Tailored electrospun meshes have been increasingly explored for abdominal wall defect repair in preclinical and clinical studies. However, the fabrication of a bioengineered mesh adapts to the intraperitoneal repair for a compliant remodeling remains a great challenge. In this study, we fabricated a functional mesh by combining polycaprolactone (PCL) with silk fibroin (SF) and decellularized human amniotic membrane (HAM) proportionally via electrospinning. SF was integrated with PCL (40:60 w/w) to regulate the structural flexibility. Micronized HAM was incorporated to PCL/SF (10:90 w/w) to provide a biocompatible milieu with functions being conferred to facilitate intraperitoneal repair. After the blend electrospinning, the PCL/SF/HAM mesh was characterized in vitro and implanted into the rat model with a full-thickness defect for a comprehensive evaluation in comparison to the PCL and PCL/SF meshes. The results demonstrated that electrospinning fabricated PCL stabilized the mechanical elongation toward approximating the native counterparts after integrating with SF. After integrating with HAM, which is coupled with diverse biomolecular compositions, the developed PCL/SF/HAM mesh provided a better microenvironment for cell proliferation and vasculogenic network over other meshes without HAM addition and possessed the functions capable of inhibiting transforming growth factor β1 (TGF-β1) expression and collagen secretion under inflammatory conditions. Moreover, the functional mesh developed less-intensive adhesion along with histologically weaker inflammatory response and foreign body reaction than the PCL and PCL/SF meshes after 90 days in vivo. During the remodeling process, the bioactive structure induced more pronounced neovascularization and remarkable incorporation of collagen and elastin fibers and contractile filaments for a mechanically sufficient and physiologically stiffness-matched healing. This tailor-made mesh expands the intraperitoneal applicability of conventional electrospun meshes for a compliant remodeling in the repair of abdominal wall defects.

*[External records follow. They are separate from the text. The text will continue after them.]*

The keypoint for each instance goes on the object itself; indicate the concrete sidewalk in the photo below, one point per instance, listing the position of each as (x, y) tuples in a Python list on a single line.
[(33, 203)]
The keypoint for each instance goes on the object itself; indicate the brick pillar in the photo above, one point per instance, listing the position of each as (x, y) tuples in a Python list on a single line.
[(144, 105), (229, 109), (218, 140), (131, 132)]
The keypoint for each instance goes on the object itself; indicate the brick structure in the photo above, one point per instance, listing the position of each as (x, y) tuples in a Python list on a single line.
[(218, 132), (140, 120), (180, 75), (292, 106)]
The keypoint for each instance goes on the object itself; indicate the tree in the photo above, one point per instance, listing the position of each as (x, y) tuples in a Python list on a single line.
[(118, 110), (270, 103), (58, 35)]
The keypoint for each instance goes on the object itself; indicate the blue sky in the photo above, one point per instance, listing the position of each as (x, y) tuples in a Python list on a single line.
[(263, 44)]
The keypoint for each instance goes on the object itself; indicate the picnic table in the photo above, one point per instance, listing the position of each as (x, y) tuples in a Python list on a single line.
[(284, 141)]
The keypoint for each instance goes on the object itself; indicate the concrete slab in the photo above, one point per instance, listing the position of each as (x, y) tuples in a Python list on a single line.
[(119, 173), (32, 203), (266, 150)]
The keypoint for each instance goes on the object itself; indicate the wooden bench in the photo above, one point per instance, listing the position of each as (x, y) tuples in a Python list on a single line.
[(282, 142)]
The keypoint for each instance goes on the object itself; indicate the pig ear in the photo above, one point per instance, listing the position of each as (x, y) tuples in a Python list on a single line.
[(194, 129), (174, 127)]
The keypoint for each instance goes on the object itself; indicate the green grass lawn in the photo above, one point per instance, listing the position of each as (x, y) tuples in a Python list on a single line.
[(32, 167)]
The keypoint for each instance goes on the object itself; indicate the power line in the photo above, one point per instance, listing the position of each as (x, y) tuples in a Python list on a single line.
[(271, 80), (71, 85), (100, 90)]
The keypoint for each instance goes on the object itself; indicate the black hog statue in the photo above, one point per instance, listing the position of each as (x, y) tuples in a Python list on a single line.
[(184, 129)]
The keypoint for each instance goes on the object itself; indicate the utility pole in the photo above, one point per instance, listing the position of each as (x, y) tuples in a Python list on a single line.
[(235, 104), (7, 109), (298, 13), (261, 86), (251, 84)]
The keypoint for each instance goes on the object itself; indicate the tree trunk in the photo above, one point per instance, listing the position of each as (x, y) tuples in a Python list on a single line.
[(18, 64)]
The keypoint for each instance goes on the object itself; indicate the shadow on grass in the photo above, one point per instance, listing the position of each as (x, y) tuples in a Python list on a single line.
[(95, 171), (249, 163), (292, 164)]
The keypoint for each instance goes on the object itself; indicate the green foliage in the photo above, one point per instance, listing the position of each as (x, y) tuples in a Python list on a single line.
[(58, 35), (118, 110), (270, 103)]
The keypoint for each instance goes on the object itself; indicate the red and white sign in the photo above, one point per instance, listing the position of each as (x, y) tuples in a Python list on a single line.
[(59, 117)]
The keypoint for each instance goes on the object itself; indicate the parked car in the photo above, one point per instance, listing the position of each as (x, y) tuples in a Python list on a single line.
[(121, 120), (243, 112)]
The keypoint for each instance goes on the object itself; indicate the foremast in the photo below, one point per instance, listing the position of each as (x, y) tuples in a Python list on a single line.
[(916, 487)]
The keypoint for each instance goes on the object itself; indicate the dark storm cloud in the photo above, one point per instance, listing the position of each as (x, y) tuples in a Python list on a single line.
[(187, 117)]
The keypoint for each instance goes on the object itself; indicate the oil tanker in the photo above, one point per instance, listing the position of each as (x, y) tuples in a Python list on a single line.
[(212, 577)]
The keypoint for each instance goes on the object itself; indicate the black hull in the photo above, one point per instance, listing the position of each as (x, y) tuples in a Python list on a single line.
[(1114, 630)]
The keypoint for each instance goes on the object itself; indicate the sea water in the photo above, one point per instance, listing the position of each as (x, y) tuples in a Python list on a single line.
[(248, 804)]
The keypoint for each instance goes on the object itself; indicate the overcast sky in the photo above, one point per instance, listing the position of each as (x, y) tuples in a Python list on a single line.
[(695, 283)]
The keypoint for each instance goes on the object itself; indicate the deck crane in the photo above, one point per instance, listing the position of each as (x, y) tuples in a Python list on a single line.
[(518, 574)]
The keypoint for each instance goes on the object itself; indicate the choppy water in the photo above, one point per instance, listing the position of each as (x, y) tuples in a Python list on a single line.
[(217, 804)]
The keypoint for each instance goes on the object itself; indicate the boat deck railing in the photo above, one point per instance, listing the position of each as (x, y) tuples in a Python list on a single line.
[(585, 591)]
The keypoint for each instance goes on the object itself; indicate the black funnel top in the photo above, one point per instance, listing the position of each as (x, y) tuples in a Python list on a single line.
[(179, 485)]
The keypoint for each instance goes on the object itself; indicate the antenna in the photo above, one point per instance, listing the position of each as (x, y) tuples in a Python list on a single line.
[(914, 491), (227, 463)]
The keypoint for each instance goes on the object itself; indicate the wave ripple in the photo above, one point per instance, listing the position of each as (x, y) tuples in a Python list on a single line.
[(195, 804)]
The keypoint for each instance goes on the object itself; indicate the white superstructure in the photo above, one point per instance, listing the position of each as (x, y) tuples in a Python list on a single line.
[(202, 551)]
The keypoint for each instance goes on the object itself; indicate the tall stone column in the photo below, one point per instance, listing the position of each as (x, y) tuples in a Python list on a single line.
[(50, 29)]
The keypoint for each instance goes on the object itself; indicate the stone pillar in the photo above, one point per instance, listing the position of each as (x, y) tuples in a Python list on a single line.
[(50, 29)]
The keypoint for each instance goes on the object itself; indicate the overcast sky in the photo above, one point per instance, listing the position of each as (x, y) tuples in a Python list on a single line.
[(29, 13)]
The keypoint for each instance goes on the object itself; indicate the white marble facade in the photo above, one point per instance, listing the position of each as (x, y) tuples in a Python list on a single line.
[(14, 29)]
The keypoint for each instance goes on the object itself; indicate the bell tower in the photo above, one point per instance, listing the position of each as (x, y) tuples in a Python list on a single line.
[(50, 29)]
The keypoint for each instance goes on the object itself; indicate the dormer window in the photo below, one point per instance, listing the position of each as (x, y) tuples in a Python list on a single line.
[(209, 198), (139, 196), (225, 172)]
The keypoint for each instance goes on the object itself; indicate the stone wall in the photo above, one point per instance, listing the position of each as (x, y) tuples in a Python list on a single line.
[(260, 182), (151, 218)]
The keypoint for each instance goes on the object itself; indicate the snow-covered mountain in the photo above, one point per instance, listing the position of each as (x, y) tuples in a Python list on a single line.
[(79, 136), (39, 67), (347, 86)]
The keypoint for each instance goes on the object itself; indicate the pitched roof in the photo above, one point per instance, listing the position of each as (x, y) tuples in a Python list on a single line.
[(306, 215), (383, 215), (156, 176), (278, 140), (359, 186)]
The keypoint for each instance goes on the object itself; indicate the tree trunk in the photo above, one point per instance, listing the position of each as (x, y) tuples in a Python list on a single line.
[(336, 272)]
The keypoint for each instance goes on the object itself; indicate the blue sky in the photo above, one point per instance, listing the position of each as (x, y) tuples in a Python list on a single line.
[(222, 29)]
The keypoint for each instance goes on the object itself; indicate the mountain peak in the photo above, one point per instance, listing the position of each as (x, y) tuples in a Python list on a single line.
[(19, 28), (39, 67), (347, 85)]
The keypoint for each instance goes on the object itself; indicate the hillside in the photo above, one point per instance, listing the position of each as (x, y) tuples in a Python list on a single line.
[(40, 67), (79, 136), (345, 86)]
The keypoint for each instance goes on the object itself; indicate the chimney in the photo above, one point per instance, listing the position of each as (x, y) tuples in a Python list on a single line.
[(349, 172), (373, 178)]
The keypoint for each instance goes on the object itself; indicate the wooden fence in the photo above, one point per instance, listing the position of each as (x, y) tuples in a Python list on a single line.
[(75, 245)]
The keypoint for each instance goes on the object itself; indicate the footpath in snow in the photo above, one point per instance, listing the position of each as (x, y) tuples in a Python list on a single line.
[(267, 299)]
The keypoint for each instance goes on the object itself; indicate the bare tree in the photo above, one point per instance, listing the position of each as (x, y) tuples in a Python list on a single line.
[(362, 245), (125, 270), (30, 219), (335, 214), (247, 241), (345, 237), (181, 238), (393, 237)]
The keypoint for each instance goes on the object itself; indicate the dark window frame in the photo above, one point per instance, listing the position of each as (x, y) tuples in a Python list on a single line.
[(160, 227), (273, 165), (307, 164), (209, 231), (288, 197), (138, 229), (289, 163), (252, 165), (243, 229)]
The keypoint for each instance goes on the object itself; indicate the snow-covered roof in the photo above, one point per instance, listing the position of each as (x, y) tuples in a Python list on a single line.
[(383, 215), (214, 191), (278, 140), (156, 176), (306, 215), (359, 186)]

在临床前和临床研究中，越来越多地探索定制的静电纺丝网用于腹壁缺损修复。然而，生物工程网的制造适应腹膜内修复以进行顺应性重塑仍然是一个巨大的挑战。在这项研究中，我们通过静电纺丝按比例将聚己内酯 (PCL) 与丝素蛋白 (SF) 和脱细胞人羊膜 (HAM) 相结合，制造了功能性网格。SF 与 PCL (40:60 w/w) 集成以调节结构灵活性。微粉化 HAM 被纳入 PCL/SF (10:90 w/w) 以提供具有促进腹膜内修复功能的生物相容性环境。共混静电纺丝后，PCL/SF/HAM网在体外表征并植入具有全层缺损的大鼠模型，与 PCL 和 PCL/SF 网格进行比较进行综合评估。结果表明，在与 SF 结合后，静电纺丝制造的 PCL 使机械伸长率趋于接近天然对应物。与具有多种生物分子组成的 HAM 结合后，开发的 PCL/SF/HAM 网格为细胞增殖和血管生成网络提供了比未添加 HAM 的其他网格更好的微环境，并具有能够抑制转化生长因子 β1 (TGF) 的功能-β1) 在炎症条件下的表达和胶原蛋白分泌。而且，体内。在重塑过程中，生物活性结构诱导了更显着的新血管形成以及胶原蛋白和弹性蛋白纤维和收缩细丝的显着结合，以实现机械充分和生理刚度匹配的愈合。这种量身定制的网片扩大了传统电纺网片的腹膜内适用性，可在腹壁缺损修复中进行顺应性重塑。